The Declarer (Floyd McWilliams' Blog)

Monday, August 11, 2003


Aaron Haspel said recently that Reason magazine has gotten worse under Nick Gillespie's editorship. I wouldn't know; I haven't read paper Reason in a while. But could anything be dumber than the Reason Hit and Run blog's "throw everything at the US government and see what sticks" postings?
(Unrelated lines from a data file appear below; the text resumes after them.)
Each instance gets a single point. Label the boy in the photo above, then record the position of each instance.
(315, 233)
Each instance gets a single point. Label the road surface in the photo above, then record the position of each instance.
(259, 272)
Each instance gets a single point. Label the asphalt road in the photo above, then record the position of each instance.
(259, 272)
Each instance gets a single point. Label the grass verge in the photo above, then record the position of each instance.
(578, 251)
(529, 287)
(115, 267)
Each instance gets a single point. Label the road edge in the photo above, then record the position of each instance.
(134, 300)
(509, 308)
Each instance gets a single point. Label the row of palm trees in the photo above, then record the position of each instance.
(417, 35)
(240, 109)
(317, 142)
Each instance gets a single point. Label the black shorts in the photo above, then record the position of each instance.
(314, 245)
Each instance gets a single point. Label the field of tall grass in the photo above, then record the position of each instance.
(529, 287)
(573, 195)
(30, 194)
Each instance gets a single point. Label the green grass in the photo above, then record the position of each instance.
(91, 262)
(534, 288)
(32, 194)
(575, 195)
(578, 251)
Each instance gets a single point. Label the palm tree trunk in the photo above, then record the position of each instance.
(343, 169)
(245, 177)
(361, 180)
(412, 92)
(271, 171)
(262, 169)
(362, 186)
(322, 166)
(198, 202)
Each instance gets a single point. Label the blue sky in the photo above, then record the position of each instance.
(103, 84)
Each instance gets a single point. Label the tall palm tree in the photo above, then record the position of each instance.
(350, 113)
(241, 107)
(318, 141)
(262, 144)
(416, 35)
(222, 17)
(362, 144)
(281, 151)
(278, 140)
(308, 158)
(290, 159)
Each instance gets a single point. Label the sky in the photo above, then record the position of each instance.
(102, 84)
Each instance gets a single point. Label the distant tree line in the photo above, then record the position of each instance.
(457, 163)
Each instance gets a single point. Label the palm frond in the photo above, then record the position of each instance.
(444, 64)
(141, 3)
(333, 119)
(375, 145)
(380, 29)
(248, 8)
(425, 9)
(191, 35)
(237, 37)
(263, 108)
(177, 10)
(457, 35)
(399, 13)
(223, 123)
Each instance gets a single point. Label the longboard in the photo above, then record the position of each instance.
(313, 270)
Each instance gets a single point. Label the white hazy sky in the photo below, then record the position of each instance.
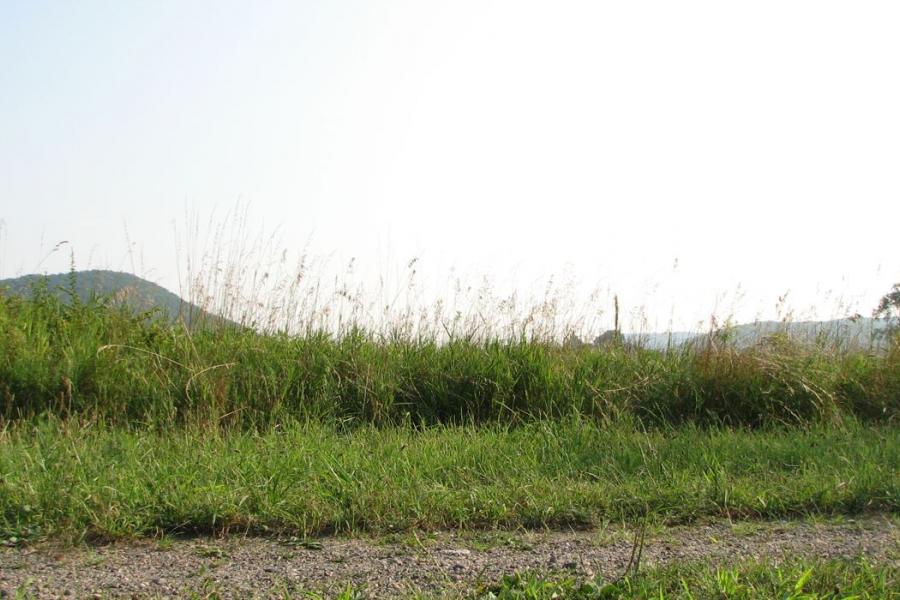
(670, 152)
Here's two egregious examples from today. First, the aforementioned Gillespie pulls a Chomskyite trick: All utterances of American public officials must be 100% factually correct and impeccably moral, else the US is an evil empire:


The most detailed U.S. case for invading Iraq was laid out Feb. 5 in a U.N. address by Secretary of State Colin Powell. Six months later, months of war and revelation, the Powell case can be examined in a new light, analyzed here by an AP correspondent who was in Baghdad, Iraq, when Powell made his case for war.
....

Six months after that Feb. 5 appearance, the file does look thin.


So Powell's speech to a bunch of dictators' errand boys had some holes. Woop. De. Fuckin'. Doo.
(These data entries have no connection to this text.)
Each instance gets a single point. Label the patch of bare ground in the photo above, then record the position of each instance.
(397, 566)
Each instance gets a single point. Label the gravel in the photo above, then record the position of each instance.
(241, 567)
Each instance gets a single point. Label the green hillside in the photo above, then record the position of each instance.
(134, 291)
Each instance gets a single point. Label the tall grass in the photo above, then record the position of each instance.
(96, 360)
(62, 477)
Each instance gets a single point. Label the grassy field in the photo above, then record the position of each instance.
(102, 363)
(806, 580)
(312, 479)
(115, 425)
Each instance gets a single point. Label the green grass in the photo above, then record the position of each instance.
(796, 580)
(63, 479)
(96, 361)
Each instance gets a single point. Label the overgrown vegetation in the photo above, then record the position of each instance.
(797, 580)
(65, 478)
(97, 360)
But Gillespie calls this "devastating".

For the next revelation, you might want to hang onto your chair. You may want to put your hand over your mouth to keep from screaming. Because what I am going to tell you is shocking and appalling. It appears that US armed forces actually tried to kill people!


Looking for UN-banned weapons in Iraq? You might start with the napalm the military now admits that we dropped.


The poster, Julian Sanchez, couldn't be bothered to do any thinking beyond a cheap shot, so commenter junyo had to do it for him:


...according to the article "...A 1980 UN convention banned the use against civilian targets..." The weapon's not banned, certain uses are. The US (which never signed the 1980 treaty in the first place) used the weapons against dug in troops.

So the weapons aren't actually banned, and the US used them in an acceptable manner. What's the story?


junyo also has the Hit and Run boys beat in the snarkiness department:

"I'm sure that other countries are just racing to create a Tickle Bomb"

Update: Bryan Preston found some, well, devastating information about the reporter who critiqued Powell's speech.